Open niclar opened 9 months ago
@niclar this is related to #325. For the history feature there is a mutex involved. RouDi locks the mutex and can insert the samples into the queue without the interference of the publisher. This mutex is only contested when subscribers are added or removed but nevertheless, the publisher holds the lock for a short amount of time when publishing. If the application is terminated during this time and RouDi tries to clean up the resources of the process, it finds the corrupt mutex and terminates. I once tried to fix the problem but unfortunately, the data guarded by the mutex might also be corrupted and more refactoring would have been necessary to fully fix the problem. Other things came up and the issue never really happened in our setup.

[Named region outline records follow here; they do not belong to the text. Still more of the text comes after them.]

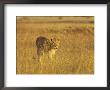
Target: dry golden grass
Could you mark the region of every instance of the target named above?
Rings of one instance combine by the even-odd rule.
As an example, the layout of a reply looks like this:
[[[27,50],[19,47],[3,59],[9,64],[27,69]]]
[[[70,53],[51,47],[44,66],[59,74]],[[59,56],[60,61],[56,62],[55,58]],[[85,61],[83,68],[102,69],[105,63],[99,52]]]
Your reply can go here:
[[[17,17],[16,29],[17,74],[94,73],[94,17]],[[37,62],[38,36],[60,39],[54,60]]]

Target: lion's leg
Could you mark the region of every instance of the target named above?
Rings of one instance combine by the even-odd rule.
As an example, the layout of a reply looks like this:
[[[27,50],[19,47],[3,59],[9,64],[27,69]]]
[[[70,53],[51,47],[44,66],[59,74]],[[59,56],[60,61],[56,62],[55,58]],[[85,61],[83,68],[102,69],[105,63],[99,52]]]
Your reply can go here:
[[[54,57],[55,57],[55,50],[49,51],[49,58],[50,58],[51,60],[53,60]]]
[[[37,50],[37,56],[38,56],[38,61],[41,62],[42,56],[43,56],[43,51],[41,49]]]

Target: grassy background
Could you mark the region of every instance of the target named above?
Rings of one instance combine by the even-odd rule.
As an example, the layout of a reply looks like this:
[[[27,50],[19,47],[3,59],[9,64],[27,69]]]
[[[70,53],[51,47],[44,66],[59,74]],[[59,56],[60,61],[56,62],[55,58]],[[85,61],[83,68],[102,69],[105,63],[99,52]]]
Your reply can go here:
[[[16,17],[17,74],[93,74],[94,17]],[[36,38],[58,37],[56,58],[37,62]]]

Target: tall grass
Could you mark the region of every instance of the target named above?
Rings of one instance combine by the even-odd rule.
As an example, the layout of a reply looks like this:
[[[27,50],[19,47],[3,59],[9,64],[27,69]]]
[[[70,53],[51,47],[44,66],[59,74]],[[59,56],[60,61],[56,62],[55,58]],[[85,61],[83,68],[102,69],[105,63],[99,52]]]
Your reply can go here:
[[[84,18],[85,17],[80,17],[79,21],[83,21]],[[92,17],[92,21],[93,20]],[[37,62],[37,48],[35,42],[36,38],[39,36],[47,38],[57,37],[60,39],[61,44],[56,52],[54,60],[49,60],[47,55],[45,55],[41,63]],[[78,23],[77,20],[77,23],[65,21],[39,23],[29,22],[29,20],[23,22],[22,20],[17,22],[16,40],[17,74],[94,73],[93,22]]]

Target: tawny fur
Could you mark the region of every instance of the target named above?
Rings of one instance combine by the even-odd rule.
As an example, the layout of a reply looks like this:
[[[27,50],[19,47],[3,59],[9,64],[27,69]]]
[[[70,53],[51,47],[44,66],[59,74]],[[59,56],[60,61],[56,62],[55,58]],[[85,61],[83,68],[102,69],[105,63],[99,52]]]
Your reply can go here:
[[[38,37],[36,40],[38,61],[41,61],[44,54],[48,54],[49,59],[55,57],[56,51],[60,45],[60,40],[57,38],[48,39],[46,37]]]

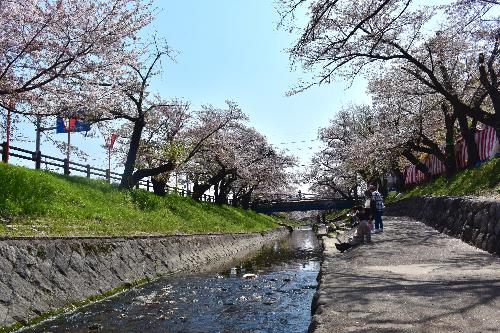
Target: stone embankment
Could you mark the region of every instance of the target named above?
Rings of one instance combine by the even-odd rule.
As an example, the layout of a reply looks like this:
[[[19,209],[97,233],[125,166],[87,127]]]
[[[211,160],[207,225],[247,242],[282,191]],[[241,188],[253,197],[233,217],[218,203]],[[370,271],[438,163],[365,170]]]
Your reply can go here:
[[[0,331],[139,281],[222,267],[288,232],[0,239]]]
[[[386,215],[414,218],[489,253],[500,254],[500,200],[414,197],[389,205]]]

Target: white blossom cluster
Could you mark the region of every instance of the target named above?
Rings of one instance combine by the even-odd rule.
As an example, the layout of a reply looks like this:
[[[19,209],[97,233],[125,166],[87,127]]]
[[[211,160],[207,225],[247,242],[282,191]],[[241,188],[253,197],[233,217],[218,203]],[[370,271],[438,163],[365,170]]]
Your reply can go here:
[[[434,155],[448,175],[457,169],[455,142],[468,164],[479,158],[474,133],[500,135],[498,1],[278,0],[282,25],[299,32],[292,64],[309,78],[291,93],[338,79],[368,79],[370,106],[337,112],[320,131],[315,188],[349,196],[363,182]],[[305,9],[308,23],[296,16]],[[306,74],[306,75],[307,75]]]

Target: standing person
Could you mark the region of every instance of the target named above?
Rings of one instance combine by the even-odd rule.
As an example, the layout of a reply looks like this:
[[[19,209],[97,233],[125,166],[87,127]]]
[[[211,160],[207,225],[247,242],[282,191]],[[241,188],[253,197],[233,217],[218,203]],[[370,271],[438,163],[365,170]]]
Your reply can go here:
[[[375,232],[384,231],[384,224],[382,222],[382,213],[384,212],[384,199],[379,191],[377,191],[375,185],[370,185],[368,188],[372,193],[372,201],[374,202],[374,219],[375,219]]]
[[[357,217],[359,218],[358,230],[356,231],[358,240],[361,244],[372,241],[372,232],[370,229],[370,208],[359,207]]]

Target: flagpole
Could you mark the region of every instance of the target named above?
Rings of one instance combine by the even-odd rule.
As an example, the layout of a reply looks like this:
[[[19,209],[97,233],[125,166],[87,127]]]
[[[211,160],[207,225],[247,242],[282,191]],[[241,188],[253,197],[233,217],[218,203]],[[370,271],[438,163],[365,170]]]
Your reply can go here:
[[[71,119],[68,119],[68,152],[66,153],[66,158],[69,164],[69,153],[71,150]]]
[[[14,109],[14,101],[13,99],[10,99],[7,105],[7,146],[5,147],[5,150],[7,153],[5,156],[7,156],[6,162],[9,162],[9,150],[10,150],[10,112]]]

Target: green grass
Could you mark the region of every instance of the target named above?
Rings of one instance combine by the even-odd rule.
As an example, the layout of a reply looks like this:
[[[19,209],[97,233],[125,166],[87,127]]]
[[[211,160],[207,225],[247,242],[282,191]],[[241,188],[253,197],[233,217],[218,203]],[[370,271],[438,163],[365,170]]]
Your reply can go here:
[[[494,158],[477,168],[460,171],[449,179],[441,176],[432,182],[416,186],[403,193],[400,198],[423,195],[498,197],[500,195],[500,158]]]
[[[1,236],[121,236],[254,232],[276,218],[172,194],[0,163]]]

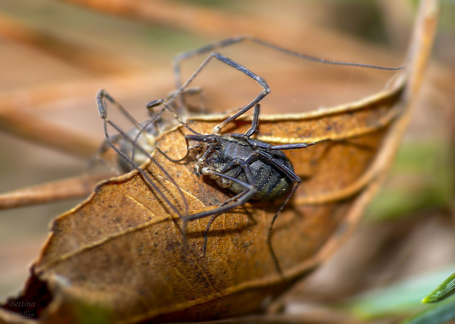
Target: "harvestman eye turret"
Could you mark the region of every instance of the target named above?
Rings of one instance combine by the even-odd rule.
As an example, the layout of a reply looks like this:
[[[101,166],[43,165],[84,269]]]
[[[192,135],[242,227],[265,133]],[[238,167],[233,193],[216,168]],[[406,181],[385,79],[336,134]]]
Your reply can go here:
[[[107,143],[132,167],[137,169],[159,194],[163,198],[166,204],[175,211],[183,222],[182,229],[184,236],[184,242],[186,244],[186,228],[187,222],[191,220],[211,216],[204,234],[205,244],[204,254],[207,242],[207,233],[210,225],[217,214],[228,212],[233,208],[243,205],[248,200],[254,199],[270,199],[287,194],[284,202],[275,214],[268,229],[268,242],[270,252],[275,261],[277,270],[281,272],[279,262],[275,255],[271,244],[271,235],[273,223],[277,217],[295,192],[301,179],[294,172],[292,162],[286,156],[283,151],[288,150],[298,150],[306,148],[329,140],[324,140],[313,143],[301,143],[282,145],[272,145],[269,143],[251,138],[258,131],[259,116],[260,114],[259,102],[270,92],[270,89],[266,81],[262,77],[241,65],[233,60],[220,53],[214,52],[210,54],[199,67],[193,73],[183,85],[180,81],[180,62],[192,56],[211,51],[214,49],[230,45],[244,40],[249,40],[260,45],[270,47],[279,51],[294,56],[317,62],[335,65],[350,65],[367,67],[380,70],[394,71],[402,69],[401,67],[389,68],[361,64],[350,62],[338,62],[310,56],[301,54],[283,48],[266,42],[249,37],[234,37],[204,46],[202,48],[190,51],[177,56],[175,61],[174,69],[177,75],[177,85],[178,90],[167,101],[163,99],[154,100],[147,105],[150,111],[153,112],[155,107],[162,106],[157,113],[152,113],[152,118],[142,126],[135,139],[131,138],[127,134],[122,131],[107,117],[105,100],[119,106],[125,110],[120,104],[115,100],[104,90],[100,90],[97,96],[98,107],[101,118],[104,121],[105,132]],[[263,90],[251,102],[232,116],[227,118],[214,128],[212,134],[201,134],[189,127],[177,114],[171,107],[171,104],[182,93],[188,89],[189,85],[201,71],[213,58],[232,66],[248,76],[253,78],[263,88]],[[235,120],[252,108],[253,108],[253,121],[251,126],[244,134],[222,134],[223,127]],[[156,160],[150,156],[144,148],[138,144],[138,139],[142,133],[147,132],[151,126],[160,118],[163,112],[167,110],[192,134],[185,136],[187,154],[181,159],[174,159],[168,156],[161,151],[157,150],[169,160],[176,163],[187,163],[191,161],[196,162],[195,167],[197,174],[206,175],[213,179],[222,188],[226,188],[232,192],[233,197],[213,209],[193,214],[188,214],[187,204],[185,200],[182,190],[179,190],[185,202],[186,210],[180,213],[169,199],[160,190],[157,185],[147,174],[138,166],[135,160],[135,152],[139,150],[142,154],[146,155],[169,178],[172,182],[178,188],[175,181],[160,166]],[[129,114],[128,114],[129,116]],[[132,118],[132,117],[131,117]],[[135,120],[136,125],[138,125]],[[115,128],[132,146],[131,156],[128,156],[121,150],[117,148],[111,140],[107,132],[107,124]]]

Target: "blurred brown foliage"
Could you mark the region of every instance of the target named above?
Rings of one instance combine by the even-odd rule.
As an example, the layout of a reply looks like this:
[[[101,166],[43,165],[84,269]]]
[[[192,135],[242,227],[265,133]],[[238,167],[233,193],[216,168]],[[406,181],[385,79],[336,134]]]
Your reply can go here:
[[[173,89],[170,58],[176,52],[233,35],[252,34],[317,56],[397,65],[403,58],[404,41],[409,39],[415,9],[411,2],[398,5],[388,1],[365,6],[355,1],[286,1],[279,5],[220,1],[211,6],[177,1],[112,2],[120,6],[116,7],[106,7],[110,2],[101,0],[67,1],[71,2],[101,12],[52,0],[0,2],[0,114],[6,116],[5,130],[28,140],[61,148],[64,145],[58,142],[61,139],[74,140],[73,147],[76,148],[70,153],[79,157],[90,156],[90,150],[102,139],[95,104],[97,90],[108,89],[128,110],[145,118],[144,104],[164,97]],[[370,25],[362,21],[365,12],[373,13],[369,16],[373,22]],[[111,15],[113,13],[120,16]],[[131,19],[137,15],[142,20]],[[335,30],[334,27],[341,29]],[[346,30],[361,32],[353,35]],[[425,79],[408,141],[443,147],[451,143],[455,83],[450,44],[455,42],[450,30],[443,25],[439,41],[437,39],[439,60],[433,63]],[[285,109],[288,112],[312,110],[359,99],[381,89],[389,76],[303,63],[248,45],[225,52],[263,76],[277,93],[264,101],[264,113],[276,113],[276,107],[280,107],[280,113]],[[187,75],[194,70],[196,60],[187,64]],[[219,110],[233,108],[220,100],[226,80],[237,76],[230,75],[232,73],[216,66],[201,79],[207,106]],[[240,105],[254,90],[241,82],[236,85],[230,88],[230,95],[225,95],[235,97]],[[27,121],[22,130],[14,126]],[[39,136],[35,136],[34,130]],[[44,131],[48,130],[48,136]],[[52,135],[54,130],[58,136]],[[1,150],[6,152],[0,157],[2,191],[78,175],[84,169],[83,160],[31,145],[10,135],[0,136]],[[443,155],[451,153],[446,151]],[[405,172],[393,174],[386,189],[428,188],[433,181]],[[27,264],[38,254],[49,220],[76,201],[0,214],[2,296],[17,290],[24,282]],[[306,314],[307,318],[314,319],[318,318],[317,308],[305,308],[308,303],[338,302],[454,260],[451,235],[441,234],[453,233],[450,207],[424,206],[423,211],[411,209],[406,219],[365,224],[352,239],[354,243],[317,272],[312,280],[296,286],[283,297],[284,303],[277,303],[276,309],[287,308],[288,314],[297,312],[303,319]],[[411,217],[415,213],[418,217]],[[431,230],[425,231],[429,227]],[[425,244],[416,238],[421,235],[425,236]],[[352,320],[346,320],[344,314],[323,313],[320,322]]]

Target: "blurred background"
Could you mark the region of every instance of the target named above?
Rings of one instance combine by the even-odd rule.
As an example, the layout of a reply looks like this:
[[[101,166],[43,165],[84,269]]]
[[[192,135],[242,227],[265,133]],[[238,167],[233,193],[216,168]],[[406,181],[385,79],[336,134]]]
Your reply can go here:
[[[174,56],[237,35],[326,58],[399,66],[417,2],[0,0],[1,191],[85,172],[93,152],[59,151],[17,130],[40,125],[58,138],[64,129],[96,147],[104,136],[100,89],[144,120],[145,103],[175,87]],[[327,323],[396,322],[426,307],[420,300],[455,271],[455,3],[441,6],[416,113],[386,183],[347,244],[277,304],[286,313]],[[268,83],[263,113],[347,103],[380,90],[394,75],[248,43],[220,51]],[[184,79],[206,56],[183,63]],[[239,75],[219,62],[207,65],[195,85],[204,90],[208,112],[240,106],[259,92]],[[51,219],[82,200],[0,211],[0,299],[22,287]]]

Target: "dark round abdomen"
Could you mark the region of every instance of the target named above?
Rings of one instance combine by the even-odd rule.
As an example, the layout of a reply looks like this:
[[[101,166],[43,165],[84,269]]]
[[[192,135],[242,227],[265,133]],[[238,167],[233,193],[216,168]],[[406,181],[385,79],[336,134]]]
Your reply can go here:
[[[257,140],[253,140],[260,142]],[[277,163],[293,170],[291,161],[281,151],[261,150],[269,154]],[[226,165],[236,159],[246,160],[253,152],[251,147],[245,141],[230,137],[223,139],[219,143],[218,149],[210,155],[207,163],[221,171]],[[279,197],[288,192],[292,187],[292,181],[277,167],[273,165],[269,159],[257,156],[249,168],[258,184],[258,191],[252,197],[253,199],[271,199]],[[248,182],[245,174],[239,166],[228,171],[226,174]],[[239,194],[246,189],[236,182],[228,189],[234,194]]]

This should actually only happen if either an application died or if RouDi assumed that an application died. But then you should see something like Application foo not responding (last response 1509 milliseconds ago) --> removing it
. If the monitoring is turned off, then RouDi does not detect the dead application immediately but only when the application tries to re-register. But then there is also a log message. If you don't see any log messages for removing or re-registering an application, then I'm a bit at a loss and it could be anything, including cosmic rays.
Looking at the logs again it looks like roudi incorrectly assumed 4 processes died prior. Don't know why it would assume this though. -Is there a starvation issue in the detection ?
@niclar this is related to #1361. I already improved the situation on master
-Looks like that fix is/was (2023-11-01) already in the code running (2023-11-23)
Oh, I just saw v2.0.x and thought it came from the release branch.
Is the system time changed abruptly so that jumps can occur?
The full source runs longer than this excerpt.